New Algorithms for Minimum Risk Chunking and Extraction

Speaker Name: Martin Jansche
Speaker Info: Post Doc, Center for Computational Learning Systems; jansche@cs.columbia.edu
Date: Thursday November 11th
Time: 11:30am-12:30pm
Location: CCLS conference room

Abstract:
Finding regions of interest in text is a fundamental task in Natural Language Processing. Typical regions of interest include noun phrases (Church 1988, Ramshaw & Marcus 1995), subject-verb phrases (Punyakanok & Roth 2001), named entities (Bikel et al. 1997), and word tokens (Zhou 2003), among others. Viewing this task abstractly, one can speak of smaller ``chunks'' to be located inside larger strings. Chunking -- the process of finding chunks -- is evaluated like an information retrieval task in terms of precision and recall. Evaluation uses a given ``gold standard'' of chunks, against which one compares the chunks found by a system.

The same gold standard can be used for supervised learning of chunkers.
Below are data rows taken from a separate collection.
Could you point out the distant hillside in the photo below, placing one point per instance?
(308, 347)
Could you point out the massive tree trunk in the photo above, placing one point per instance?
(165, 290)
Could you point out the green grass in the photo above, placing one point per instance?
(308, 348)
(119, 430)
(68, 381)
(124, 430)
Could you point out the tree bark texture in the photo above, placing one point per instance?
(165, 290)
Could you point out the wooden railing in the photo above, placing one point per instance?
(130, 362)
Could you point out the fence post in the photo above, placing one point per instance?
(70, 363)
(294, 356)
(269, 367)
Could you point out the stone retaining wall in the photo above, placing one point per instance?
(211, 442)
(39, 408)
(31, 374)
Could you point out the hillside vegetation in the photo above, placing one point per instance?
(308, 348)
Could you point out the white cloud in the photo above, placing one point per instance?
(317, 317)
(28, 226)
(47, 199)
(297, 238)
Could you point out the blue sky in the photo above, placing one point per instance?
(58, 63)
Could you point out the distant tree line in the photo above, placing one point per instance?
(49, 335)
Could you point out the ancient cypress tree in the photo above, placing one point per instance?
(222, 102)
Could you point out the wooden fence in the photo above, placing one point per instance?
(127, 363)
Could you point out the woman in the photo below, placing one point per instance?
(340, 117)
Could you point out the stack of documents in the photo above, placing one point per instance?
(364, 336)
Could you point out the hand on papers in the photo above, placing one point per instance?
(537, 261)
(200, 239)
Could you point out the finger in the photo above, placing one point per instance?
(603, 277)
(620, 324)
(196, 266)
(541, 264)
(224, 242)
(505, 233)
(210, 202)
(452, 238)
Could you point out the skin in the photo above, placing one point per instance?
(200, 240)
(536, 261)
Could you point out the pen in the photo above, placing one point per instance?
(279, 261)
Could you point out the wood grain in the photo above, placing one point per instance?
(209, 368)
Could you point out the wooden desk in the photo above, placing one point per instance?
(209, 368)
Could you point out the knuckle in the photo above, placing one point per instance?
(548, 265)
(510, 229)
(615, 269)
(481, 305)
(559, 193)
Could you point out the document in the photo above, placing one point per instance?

The chunking task is usually reduced to sequence labeling task, so at the core of the corresponding learning task is the well-understood problem of learning with sequential data (Bengio 1999, Dietterich 2002, Collins 2003). This reduction leads to two questions that have apparently not even been asked before: First, how does one undo the reduction and recover chunks from labeled phrases in a way that is informed by the evaluation metric of the chunking task? Second, how can the evaluation metric of the chunking task inform the sequence learning task? This talk is about the algorithmic challenges posed by these two questions. I will present algorithms for incorporating the evaluation measure of the chunking task into a stochastic approach to the sequence labeling task and its associated learning problem.